I know one guy that used to use the saw to split all of his wood ..... said it was easier to sit in the garage with the electric saw than swing an axe. last time I hauled over the splitter and we did all his supply in a few hours.


----------



## Birdman1 (Nov 24, 2009)

smokinjay said:
			
		

> stee6043 said:
> 
> 
> 
> ...




+ 1 Bro

Holy crap

Could you imagine how much more fuel your saw would use compared to a hydro splitter 
and the amount of time difference between the two??
I might as well pay the gas man double what I pay him now.

And the electric chain saw chain sharpener I have would be worth it's weight in gold 
"IF" I could pay for the electric bill after pump gas, bar oil and two stroke oil, not to mention the cost of chains.

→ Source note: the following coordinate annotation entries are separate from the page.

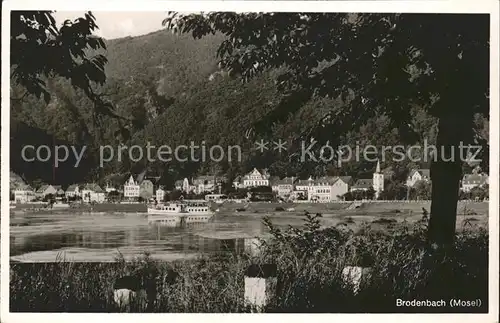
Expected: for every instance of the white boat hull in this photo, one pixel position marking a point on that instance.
(179, 214)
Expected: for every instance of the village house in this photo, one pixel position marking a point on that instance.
(283, 187)
(45, 190)
(72, 191)
(93, 193)
(131, 189)
(376, 182)
(146, 189)
(184, 186)
(160, 194)
(305, 186)
(329, 188)
(256, 178)
(208, 183)
(24, 194)
(362, 184)
(471, 181)
(418, 175)
(238, 182)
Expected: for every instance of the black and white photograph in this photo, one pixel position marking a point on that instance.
(250, 161)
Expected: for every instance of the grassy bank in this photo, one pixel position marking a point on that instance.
(309, 260)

The only thing I can think of is this is some kind of propaganda from the Global Chiropractic Society
to make Gajillions of dollars in fixing broken backs from leaning over saws all day. :coolsmirk:


----------



## maplewood (Nov 24, 2009)

madrone said:
			
		

> I've resorted to noodling on a few really gnarly pieces, but very rarely. A pair of wedges and a 5# sledge with a 24" handle is usually the trick for tough splitting. 90% of my splitting is with a 6 or 8 pound maul.



+1


----------